Nación de los sabores amazónicos

Cocinar es un ejemplo de suprema solidaridad. Acto generoso que enaltece a quien lo asume, batalla cotidiana que se concentra en un espacio, entre fuegos y olores, con las armas que permite el tanteo, la finta, la nostalgia y la creatividad al cien por ciento. Comer es un placer insustituible, que se agudiza cuando el platillo encuentra su perfección, su exactitud, cuando genera esa explosión que cambia un poquito tu vida, aunque sea un ratito, un festival en tu paladar.

En abril, en las instalaciones del IIAP, pude por fin presentar un libro de gastronomía. No me siento crítico de cocina, pero  pude darme una oportunidad de reflexionar sobre la figura y sobre el genio de una persona extraordinaria que calza sin duda en el modelo de arte, sensibilidad y humildad. La posibilidad de decirle a Celia Chong de Alarcón, autora de “Mi gran tesoro”, compendio de recetas de la variada cocina amazónica, lo que seguramente le dirían cientos y miles de personas, de generaciones distintas.

Chelita, como cariñosamente le llaman, es menudita, discreta, siempre con una frase ingeniosa en la mente, amena y extremadamente sencilla. Cultiva la elegancia del ser humano que ha logrado el equilibrio, sin estridencias ni artificios. Varias de las recetas que ha acuñado con el paso del tiempo están ancladas en lo más recóndito de nuestra tradición. Algunas deben poseer cientos de años elaborándose y reelaborándose, descubriendo sus matices en diversos tiempos, amalgamándose con la necesidad y el descubrimiento.

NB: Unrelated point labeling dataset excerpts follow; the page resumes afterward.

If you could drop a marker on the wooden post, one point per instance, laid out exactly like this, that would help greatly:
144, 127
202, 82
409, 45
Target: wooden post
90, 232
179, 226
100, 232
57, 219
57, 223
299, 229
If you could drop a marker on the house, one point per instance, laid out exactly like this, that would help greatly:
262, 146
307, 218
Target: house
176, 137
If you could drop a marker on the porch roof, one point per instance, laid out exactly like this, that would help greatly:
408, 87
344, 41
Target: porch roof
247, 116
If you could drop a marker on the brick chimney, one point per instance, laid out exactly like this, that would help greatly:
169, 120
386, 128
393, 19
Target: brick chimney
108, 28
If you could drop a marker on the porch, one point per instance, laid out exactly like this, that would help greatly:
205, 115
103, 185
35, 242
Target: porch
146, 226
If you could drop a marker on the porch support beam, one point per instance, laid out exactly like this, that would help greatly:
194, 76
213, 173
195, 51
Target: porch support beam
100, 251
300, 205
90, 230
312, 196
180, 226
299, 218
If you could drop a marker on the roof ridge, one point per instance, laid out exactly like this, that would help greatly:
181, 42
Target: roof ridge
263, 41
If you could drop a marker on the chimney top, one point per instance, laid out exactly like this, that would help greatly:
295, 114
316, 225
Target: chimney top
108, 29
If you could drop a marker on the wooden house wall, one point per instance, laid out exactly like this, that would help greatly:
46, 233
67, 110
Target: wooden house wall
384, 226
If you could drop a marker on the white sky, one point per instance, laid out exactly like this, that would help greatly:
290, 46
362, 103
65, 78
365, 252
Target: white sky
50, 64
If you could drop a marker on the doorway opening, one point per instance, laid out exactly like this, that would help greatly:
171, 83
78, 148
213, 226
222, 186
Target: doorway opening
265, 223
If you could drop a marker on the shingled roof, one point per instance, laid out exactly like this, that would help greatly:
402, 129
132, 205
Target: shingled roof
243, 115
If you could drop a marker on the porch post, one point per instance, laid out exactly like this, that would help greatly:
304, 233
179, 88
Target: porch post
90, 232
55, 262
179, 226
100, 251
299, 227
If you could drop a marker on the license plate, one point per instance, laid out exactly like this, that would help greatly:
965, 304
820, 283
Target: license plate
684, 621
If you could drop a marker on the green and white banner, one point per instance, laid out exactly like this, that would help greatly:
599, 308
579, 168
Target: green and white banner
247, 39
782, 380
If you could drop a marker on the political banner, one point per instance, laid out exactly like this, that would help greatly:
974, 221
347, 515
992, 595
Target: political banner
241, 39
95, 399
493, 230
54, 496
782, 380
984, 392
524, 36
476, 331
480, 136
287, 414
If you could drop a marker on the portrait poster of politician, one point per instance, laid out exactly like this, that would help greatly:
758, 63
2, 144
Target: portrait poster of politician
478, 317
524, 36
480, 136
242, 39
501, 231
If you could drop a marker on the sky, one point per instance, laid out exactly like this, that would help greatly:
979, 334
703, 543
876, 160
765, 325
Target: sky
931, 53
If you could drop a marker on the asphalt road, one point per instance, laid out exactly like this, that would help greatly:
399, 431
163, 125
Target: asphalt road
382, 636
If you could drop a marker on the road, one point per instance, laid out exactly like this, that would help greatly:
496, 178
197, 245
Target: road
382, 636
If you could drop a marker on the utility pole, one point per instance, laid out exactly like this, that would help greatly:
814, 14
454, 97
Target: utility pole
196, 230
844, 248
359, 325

Sin embargo, su apuesta consiste en la reinvención, en la vuelta de tuerca, en lo que algunos llaman simplistamente fusión, y en el fondo es reestructuración, mirada al pasado para caminar hacia el futuro. Isabel Álvarez, maestra cocinera e investigadora, hablaba del exquisito equilibrio de la cocina de Chelita. La consideración de los espacios en la textura, el sabor, el balance de los ácidos, de los salados, de los dulces. Allí hay una línea recta que es cruzada por la autora con capacidad y habilidad.

Hablar de cocina también significa armar una mirada a la identidad. No solo estamos ante un espacio que convoca. También, muy por encima, nos mostramos como fortín de resistencia, que combate ese afán tan típico y tan nocivo de asumir que el pasado no importa, que la modernidad y el desarrollo se relaciona con aplastar la tradición, con creer arrogantemente que todo empieza desde uno. No hay nada nuevo bajo el sol, esta también es una lucha por afirmar el valor intrínseco de lo que se ha venido transmitiendo constantemente: los secretos, las técnicas, los procedimientos.

Lo importante que nos plantea un ejemplo como el de Celia Alarcón son las tareas que quedan más allá de la exquisitez. Por ejemplo, la importancia de armar una investigación rigurosa y completa sobre nuestra gastronomía regional. Además, plantear puntos de acuerdo, sobre políticas privadas y públicas de difusión y reflexión. Es importante empezar a concentrar una oferta que tienda a ese equilibrio entre modernidad y evocación, con sus bases definidas, con una mirada integral y una aspiración por la perfección y la calidad en el servicio, en el sabor, en la estructura. Incentivar  proyectos de investigación o libros, como el caso del recordado Guillermo Flores Arrué y su Inguirito Machacado.

Hablar de cocina es también hablar de cultura. Es reunirse nuevamente con familiares, con amigos, con conocidos en una mesa y, a través del milagro de la comida, ingresar a una incomparable Nación de sabores, porción de la generosa sabiduría que brinda en caso como este, esa formidable combinación de talento, experiencia y amor a lo que uno hace.